Back in the days when I started learning SSH, I used Windows and Putty.

When I got more familiar with the use of SSH keys for password-less login, I became a happier SSH user.

A few years later, I started using OS X and initiating SSH connections from it felt awkward without Putty, until I discovered iTerm.

But getting more familiar with the OS X system itself, I found myself really hooked up to it for mainly one reason – it’s built from FreeBSD. Working with CLI in OS X feels much like Linux. And the native OpenSSH client is the killer feature.

Fast forward to 2019, and my failure to build a proper Hackintosh using high-end PC components, rendered it useful only for mostly one thing at present – watching movies on Windows. I still prefer to use my MacBook Air for work, just because I can type ssh web and start working with my server right away.

Could it be even better in regards to SSH? Just when I could definitely answer “No”, I got an email from a client, who was asking for instructions on how to generate SSH key for use with FileZilla to connect to their server.

After trying to recap the proper instructions for them, I found how I could improve my own use of SSH in OS X, and also make it more secure.

Let’s walk through the proper setup of your native SSH client in OS X.

Generating SSH key

To generate the SSH key, you will run ssh-keygen in Terminal app. To construct the correct arguments for it, we need to first…:

Choose passphrase

In many tutorials online, they’d say it is OK to specify an empty passphrase. Surely enough, you think it’s a sane choice because then you save yourself a lot of time. With empty passphrase, you don’t have to enter it every-time, and with long passphrase, you have to? Fear not!

With OS X, you can have the convenience of password-less login to a server even when your key is passphrase-protected. The magic of it is achieved by the Keychain and SSH agent components of the operating system.

So make sure that you choose a very strong passphrase for protecting your SSH key.

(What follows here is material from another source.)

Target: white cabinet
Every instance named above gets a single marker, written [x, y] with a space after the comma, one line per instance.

And don’t worry, you won’t be bothered to enter it every time you use SSH / SFTP.

Choose comment

A good SSH key has a good comment. To be nice to others, and simply for housekeeping purpose, make sure that the key’s comment includes:

  • Your email address, where people can reach you
  • An (arbitrary) identifier of the machine or device where you intend to use the key

Following these rules a good comment might look like this:

info@example.com (MacBook Air)

By default, ssh-keygen will try to be smart in generating the comment, but not smart enough: the comment will include your machine’s hostname and folks who find your key added to their system, will not know how to reach you if there’s a need to collaborate about server tasks or your key. So you may want to adjust the command before you run by passing your good comment in the -C switch:

ssh-keygen -t rsa ~/.ssh/id_rsa -C "info@example.com (MacBook Air)"

Make sure to actually change the command to include your email and device name. Now it is OK to run it.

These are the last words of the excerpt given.